How to solve an equation like $e^{ax}+e^{bx}+e^{cx}+d=0$ (i.e. to write $x=...$) where $a,b,c,d$ are fixed non-zero real numbers.
I have tried assuming that $x=ln(y)$ for $y>0$ but it goes nowhere.
$$e^{ln(y)a}+e^{ln(y)b}+e^{ln(y)c}+d=y^a+y^b+y^c+d=0$$
On
Sketch your function and locate a point close to the solution. Then apply Newton method.
For example, let me set a=1.5, b=2.6, c=3.7 and d=-10^7. The solution is between x=4 and x=5. Let us start Newton iterations at x=4; then the successive iterates are 4.7298, 4.5267, 4.33902, 4.3575, 4.3540, 4.3540.
You can easily find bounds playing with inequalities. In the case I chose, the solution is such that Exp[3.7 x] < 10^7 which means x < 4.3562 which will be a very good starting point.
On
Thinking more about this problem, I suppose that we could build a kind of recurrence relation in the spirit of what we would do if only one exponential was present. Let me suppose that a < b < c and that these constants are "sufficiently" different from each other. Then, the problem is basically governed by Exp[c x]. So, let us write
xnew = Log[- d - Exp[a xold] - Exp[b xold] ] / c
and start using xold = 0. This gives xnew = 4.35624 then 4.35397 then 4.35398.

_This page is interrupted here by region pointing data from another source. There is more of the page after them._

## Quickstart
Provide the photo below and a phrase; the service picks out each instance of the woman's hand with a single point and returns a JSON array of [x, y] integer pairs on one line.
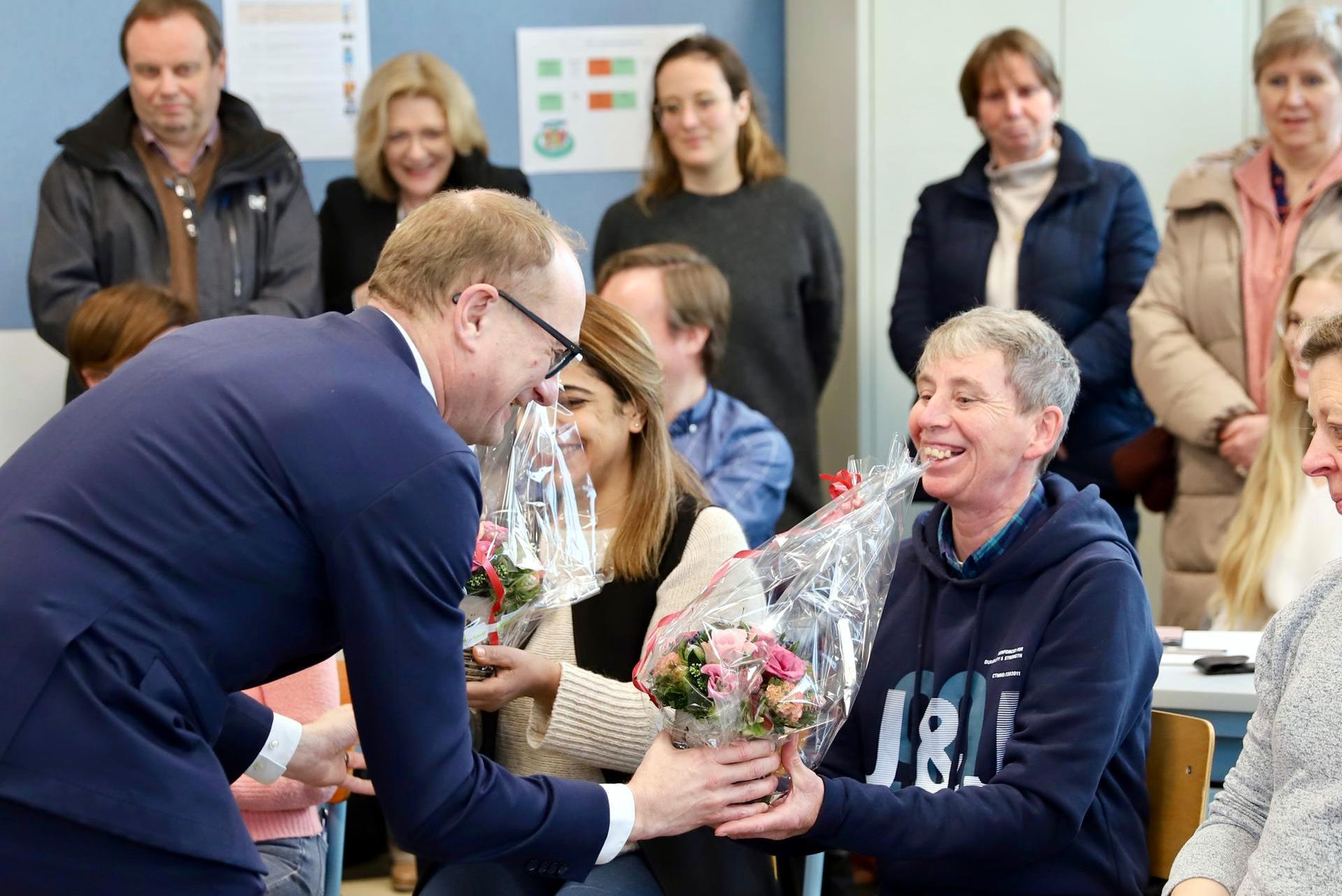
[[517, 674], [1200, 887], [1241, 440], [678, 790], [359, 298], [792, 816]]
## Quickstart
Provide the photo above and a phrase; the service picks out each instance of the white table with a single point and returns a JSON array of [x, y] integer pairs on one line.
[[1183, 688]]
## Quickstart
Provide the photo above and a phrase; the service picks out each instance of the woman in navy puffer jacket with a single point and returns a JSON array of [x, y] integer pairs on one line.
[[1035, 222]]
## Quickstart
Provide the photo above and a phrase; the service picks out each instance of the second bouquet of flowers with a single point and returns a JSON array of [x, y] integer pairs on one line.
[[776, 646], [536, 547]]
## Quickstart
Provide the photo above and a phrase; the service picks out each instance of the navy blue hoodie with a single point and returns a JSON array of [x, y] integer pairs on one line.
[[1058, 639]]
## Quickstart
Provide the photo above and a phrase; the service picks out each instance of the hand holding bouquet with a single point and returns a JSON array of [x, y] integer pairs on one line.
[[536, 547]]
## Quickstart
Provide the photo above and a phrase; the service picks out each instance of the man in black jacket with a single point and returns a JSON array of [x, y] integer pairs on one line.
[[175, 182]]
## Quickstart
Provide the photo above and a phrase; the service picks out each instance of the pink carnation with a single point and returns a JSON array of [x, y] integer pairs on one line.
[[764, 643], [777, 697], [784, 664], [669, 664], [728, 646], [721, 681]]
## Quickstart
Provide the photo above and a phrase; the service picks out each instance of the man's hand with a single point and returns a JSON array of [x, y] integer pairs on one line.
[[517, 674], [1241, 440], [678, 790], [1200, 887], [324, 756], [792, 816]]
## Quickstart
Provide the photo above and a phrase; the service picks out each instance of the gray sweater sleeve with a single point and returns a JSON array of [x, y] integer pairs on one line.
[[1222, 846]]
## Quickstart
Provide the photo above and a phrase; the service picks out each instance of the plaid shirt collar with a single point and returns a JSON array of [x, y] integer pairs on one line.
[[995, 547]]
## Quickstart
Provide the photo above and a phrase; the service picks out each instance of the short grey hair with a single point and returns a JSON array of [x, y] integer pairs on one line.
[[1039, 366]]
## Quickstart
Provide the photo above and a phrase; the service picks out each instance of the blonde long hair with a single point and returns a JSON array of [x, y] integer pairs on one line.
[[1273, 487], [618, 350], [758, 159], [411, 74]]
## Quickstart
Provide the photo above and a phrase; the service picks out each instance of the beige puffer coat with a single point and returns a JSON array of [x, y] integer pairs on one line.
[[1188, 357]]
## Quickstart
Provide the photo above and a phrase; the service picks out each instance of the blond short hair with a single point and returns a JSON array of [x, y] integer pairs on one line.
[[697, 291], [1039, 365], [1299, 30], [618, 350], [990, 52], [466, 236], [757, 156], [411, 74]]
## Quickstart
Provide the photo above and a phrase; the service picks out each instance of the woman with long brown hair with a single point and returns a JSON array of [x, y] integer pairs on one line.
[[716, 182], [1286, 528], [565, 703]]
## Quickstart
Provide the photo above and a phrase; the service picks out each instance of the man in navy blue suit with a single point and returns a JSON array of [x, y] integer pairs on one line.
[[246, 498]]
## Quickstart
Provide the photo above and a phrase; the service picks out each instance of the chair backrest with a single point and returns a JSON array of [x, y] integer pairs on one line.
[[1178, 773]]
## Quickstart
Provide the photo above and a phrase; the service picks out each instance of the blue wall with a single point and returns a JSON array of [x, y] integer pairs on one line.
[[62, 65]]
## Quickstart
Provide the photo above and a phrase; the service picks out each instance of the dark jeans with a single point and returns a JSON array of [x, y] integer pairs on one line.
[[628, 875], [294, 865]]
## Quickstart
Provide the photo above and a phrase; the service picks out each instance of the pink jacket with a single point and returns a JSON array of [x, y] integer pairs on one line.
[[289, 808]]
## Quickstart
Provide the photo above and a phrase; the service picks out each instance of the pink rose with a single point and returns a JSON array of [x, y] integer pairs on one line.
[[728, 646], [721, 681], [784, 664]]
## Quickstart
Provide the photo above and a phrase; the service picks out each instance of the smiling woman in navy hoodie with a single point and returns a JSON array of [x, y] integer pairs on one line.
[[1032, 779]]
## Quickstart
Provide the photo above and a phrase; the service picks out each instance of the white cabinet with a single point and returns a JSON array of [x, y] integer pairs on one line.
[[874, 116]]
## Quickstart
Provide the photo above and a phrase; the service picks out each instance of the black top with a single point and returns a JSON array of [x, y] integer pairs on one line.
[[354, 224], [777, 249]]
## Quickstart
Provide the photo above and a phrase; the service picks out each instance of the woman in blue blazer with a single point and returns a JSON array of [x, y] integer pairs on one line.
[[1035, 222]]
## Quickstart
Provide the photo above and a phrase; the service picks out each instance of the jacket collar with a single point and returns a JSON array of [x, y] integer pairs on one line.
[[1075, 168], [103, 141], [1211, 179]]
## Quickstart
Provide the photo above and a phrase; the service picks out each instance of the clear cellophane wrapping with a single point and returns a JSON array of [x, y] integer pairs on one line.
[[777, 643]]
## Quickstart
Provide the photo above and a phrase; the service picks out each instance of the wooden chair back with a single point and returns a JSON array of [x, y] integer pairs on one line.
[[1178, 774]]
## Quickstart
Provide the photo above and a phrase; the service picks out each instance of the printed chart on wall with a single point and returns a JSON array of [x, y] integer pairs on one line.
[[584, 94], [301, 65]]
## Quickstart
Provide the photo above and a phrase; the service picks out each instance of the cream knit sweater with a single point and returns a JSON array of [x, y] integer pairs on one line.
[[598, 722]]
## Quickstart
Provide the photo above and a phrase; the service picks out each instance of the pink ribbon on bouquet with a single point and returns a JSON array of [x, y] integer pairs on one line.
[[484, 560]]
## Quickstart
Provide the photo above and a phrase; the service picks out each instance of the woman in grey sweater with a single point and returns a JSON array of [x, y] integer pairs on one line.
[[1276, 827], [716, 182]]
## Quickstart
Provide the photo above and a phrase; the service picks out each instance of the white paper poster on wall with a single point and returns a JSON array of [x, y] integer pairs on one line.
[[302, 65], [584, 94]]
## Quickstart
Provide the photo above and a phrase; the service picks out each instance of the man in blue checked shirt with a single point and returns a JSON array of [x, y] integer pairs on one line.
[[684, 302]]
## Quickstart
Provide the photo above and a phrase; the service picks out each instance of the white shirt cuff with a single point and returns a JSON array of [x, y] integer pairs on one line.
[[280, 747], [621, 821]]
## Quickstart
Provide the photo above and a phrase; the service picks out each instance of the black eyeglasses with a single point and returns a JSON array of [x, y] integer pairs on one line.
[[185, 191], [560, 357]]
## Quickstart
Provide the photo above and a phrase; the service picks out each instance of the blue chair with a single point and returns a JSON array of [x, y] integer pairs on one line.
[[336, 846], [814, 872]]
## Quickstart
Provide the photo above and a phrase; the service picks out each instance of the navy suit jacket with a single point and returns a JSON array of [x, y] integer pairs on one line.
[[1083, 259], [239, 502]]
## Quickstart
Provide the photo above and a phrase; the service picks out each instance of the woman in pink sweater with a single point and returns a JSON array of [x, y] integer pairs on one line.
[[282, 817]]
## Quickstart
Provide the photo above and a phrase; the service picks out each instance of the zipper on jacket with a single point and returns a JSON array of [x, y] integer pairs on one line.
[[238, 270]]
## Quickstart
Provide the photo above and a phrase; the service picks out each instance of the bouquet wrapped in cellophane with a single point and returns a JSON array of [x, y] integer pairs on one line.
[[777, 643], [536, 547]]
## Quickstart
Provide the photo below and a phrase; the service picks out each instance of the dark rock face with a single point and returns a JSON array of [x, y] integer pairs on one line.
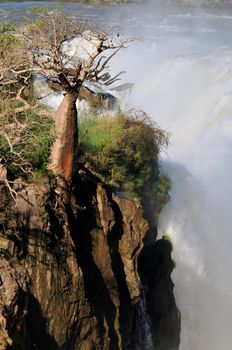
[[69, 269], [156, 266]]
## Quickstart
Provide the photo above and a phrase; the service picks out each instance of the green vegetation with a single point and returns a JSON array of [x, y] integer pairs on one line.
[[27, 144], [121, 148]]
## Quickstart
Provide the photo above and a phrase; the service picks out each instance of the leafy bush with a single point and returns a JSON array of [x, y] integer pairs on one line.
[[25, 142], [121, 148]]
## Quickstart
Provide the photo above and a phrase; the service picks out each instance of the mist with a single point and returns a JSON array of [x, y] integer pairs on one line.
[[181, 66], [182, 70]]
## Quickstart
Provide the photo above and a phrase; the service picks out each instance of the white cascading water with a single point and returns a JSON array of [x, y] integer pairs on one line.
[[183, 75], [185, 83]]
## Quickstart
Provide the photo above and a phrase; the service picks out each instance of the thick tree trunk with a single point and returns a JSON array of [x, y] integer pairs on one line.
[[63, 159]]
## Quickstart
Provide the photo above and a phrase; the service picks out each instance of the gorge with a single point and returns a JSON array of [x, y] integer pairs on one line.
[[182, 77]]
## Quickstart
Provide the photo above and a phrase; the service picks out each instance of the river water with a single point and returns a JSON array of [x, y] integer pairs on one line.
[[182, 70]]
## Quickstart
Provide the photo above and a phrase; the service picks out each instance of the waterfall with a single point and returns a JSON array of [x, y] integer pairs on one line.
[[183, 78], [142, 333]]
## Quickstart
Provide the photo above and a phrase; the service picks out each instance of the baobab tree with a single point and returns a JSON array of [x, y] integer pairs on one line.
[[67, 51]]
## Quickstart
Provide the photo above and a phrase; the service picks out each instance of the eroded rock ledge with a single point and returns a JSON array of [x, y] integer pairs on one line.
[[69, 276]]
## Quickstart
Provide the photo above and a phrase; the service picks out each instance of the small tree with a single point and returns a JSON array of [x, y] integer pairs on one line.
[[67, 51], [22, 125]]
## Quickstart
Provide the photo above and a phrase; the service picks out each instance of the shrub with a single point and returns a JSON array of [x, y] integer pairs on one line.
[[121, 148], [25, 142]]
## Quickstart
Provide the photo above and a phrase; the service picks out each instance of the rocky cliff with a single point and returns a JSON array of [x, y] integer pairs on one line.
[[71, 266]]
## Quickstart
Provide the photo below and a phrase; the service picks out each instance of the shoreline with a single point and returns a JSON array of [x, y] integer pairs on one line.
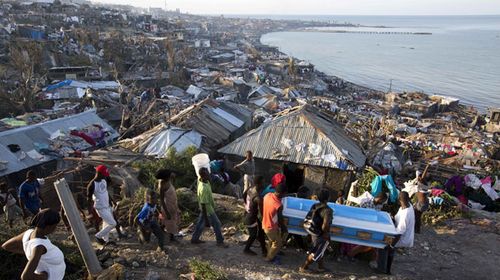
[[479, 109]]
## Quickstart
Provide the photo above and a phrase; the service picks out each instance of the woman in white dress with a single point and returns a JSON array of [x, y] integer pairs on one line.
[[45, 260]]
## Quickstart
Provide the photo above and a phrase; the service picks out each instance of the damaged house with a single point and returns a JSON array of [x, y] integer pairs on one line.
[[43, 145], [304, 143], [206, 125]]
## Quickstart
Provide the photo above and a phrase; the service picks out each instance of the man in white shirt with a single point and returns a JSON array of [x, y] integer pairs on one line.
[[405, 226], [97, 191], [405, 222]]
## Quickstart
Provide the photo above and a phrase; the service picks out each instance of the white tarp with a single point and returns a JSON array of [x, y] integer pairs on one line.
[[228, 117], [177, 138]]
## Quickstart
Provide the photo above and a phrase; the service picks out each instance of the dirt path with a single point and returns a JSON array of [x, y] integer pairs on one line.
[[462, 249], [459, 249]]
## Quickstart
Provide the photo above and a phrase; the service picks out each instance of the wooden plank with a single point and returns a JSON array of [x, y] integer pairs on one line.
[[77, 227]]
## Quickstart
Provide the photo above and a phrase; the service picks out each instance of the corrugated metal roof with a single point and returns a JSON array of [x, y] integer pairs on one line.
[[217, 126], [295, 135], [27, 136]]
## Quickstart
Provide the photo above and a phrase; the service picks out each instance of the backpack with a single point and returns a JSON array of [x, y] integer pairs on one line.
[[313, 221]]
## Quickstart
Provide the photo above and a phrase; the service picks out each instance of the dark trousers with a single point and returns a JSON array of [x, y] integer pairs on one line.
[[384, 259], [418, 220], [258, 233], [152, 227]]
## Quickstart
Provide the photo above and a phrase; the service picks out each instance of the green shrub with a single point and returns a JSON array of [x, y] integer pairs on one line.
[[178, 162], [206, 271]]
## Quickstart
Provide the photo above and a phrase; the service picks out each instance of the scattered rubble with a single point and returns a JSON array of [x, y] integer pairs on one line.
[[134, 89]]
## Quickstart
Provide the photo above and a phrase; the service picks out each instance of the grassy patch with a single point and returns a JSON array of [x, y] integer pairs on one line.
[[206, 271], [178, 162]]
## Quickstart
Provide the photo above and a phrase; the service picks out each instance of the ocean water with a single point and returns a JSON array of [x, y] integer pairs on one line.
[[460, 59]]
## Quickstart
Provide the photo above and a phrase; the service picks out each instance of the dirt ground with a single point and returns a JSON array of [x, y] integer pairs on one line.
[[458, 249], [462, 249]]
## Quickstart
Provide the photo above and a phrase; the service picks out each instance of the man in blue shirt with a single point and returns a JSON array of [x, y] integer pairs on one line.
[[29, 194], [146, 221]]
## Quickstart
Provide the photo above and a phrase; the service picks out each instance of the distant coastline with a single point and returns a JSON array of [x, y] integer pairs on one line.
[[432, 64]]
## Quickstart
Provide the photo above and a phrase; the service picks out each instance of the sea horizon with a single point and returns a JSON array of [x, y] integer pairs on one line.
[[460, 58]]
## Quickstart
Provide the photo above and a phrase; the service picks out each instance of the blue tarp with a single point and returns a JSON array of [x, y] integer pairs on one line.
[[389, 182], [58, 85]]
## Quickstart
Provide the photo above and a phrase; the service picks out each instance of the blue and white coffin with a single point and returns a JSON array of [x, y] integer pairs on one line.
[[353, 225]]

$\newcommand{\+}{^{\dagger}}% \newcommand{\angles}[1]{\left\langle #1 \right\rangle}% \newcommand{\braces}[1]{\left\lbrace #1 \right\rbrace}% \newcommand{\bracks}[1]{\left\lbrack #1 \right\rbrack}% \newcommand{\dd}{{\rm d}}% \newcommand{\isdiv}{\,\left.\right\vert\,}% \newcommand{\ds}[1]{\displaystyle{#1}}% \newcommand{\equalby}[1]{{#1 \atop {= \atop \vphantom{\huge A}}}}% \newcommand{\expo}[1]{\,{\rm e}^{#1}\,}% \newcommand{\floor}[1]{\,\left\lfloor #1 \right\rfloor\,}% \newcommand{\ic}{{\rm i}}% \newcommand{\imp}{\Longrightarrow}% \newcommand{\ket}[1]{\left\vert #1\right\rangle}% \newcommand{\pars}[1]{\left( #1 \right)}% \newcommand{\partiald}[3][]{\frac{\partial^{#1} #2}{\partial #3^{#1}}} \newcommand{\pp}{{\cal P}}% \newcommand{\root}[2][]{\,\sqrt[#1]{\,#2\,}\,}% \newcommand{\sech}{\,{\rm sech}}% \newcommand{\sgn}{\,{\rm sgn}}% \newcommand{\totald}[3][]{\frac{{\rm d}^{#1} #2}{{\rm d} #3^{#1}}} \newcommand{\ul}[1]{\underline{#1}}% \newcommand{\verts}[1]{\left\vert #1 \right\vert}% \newcommand{\yy}{\Longleftrightarrow}$ $\large\tt Hint:$
We can set $a \leq b \leq c.\quad$ $d$ must be negative ($d \equiv -\expo{\mu}$). The equation becomes $$ {\expo{ax} \over \verts{d}} + \verts{d}^{b/a - 1}\pars{{\expo{ax} \over \verts{d}}}^{b/a} + \verts{d}^{c/a - 1}\pars{{\expo{ax} \over \verts{d}}}^{c/a} = 1\,,\qquad a \not= 0\,,\quad d < 0 $$
$$ z + z_{b}\,z^{\beta} + z_{c}\,z^{\gamma} = 1 \quad\mbox{where}\quad \left\vert% \begin{array}{rcl} z & \equiv & {\expo{ax} \over \verts{d}} \quad\yy\quad x = {\ln\pars{\verts{d}z} \over a} \\[1mm] z_{b} & \equiv &\verts{d}^{b/a - 1}\,,\quad\beta\equiv {b \over a} \\[1mm] z_{c} & \equiv& \verts{d}^{c/a - 1}\,,\quad\gamma\equiv {c \over a} \\[2mm] \quad a \not= 0\,,&& d < 0 \end{array}\right. $$
Since the equation solution requires $\quad 0 < z < 1,\quad$ $0 < z_{b}z^{\beta} < 1\quad$ and $\quad 0 < z_{c}z^{\gamma} < 1,\quad$ it's obvious that a numerical candidate is the bisection method.
When $a = 0$ (with $b \leq c$), we can repeat the above procedure. Whenever $a = b = 0$ and $c \geq 0$ the analysis is trivial.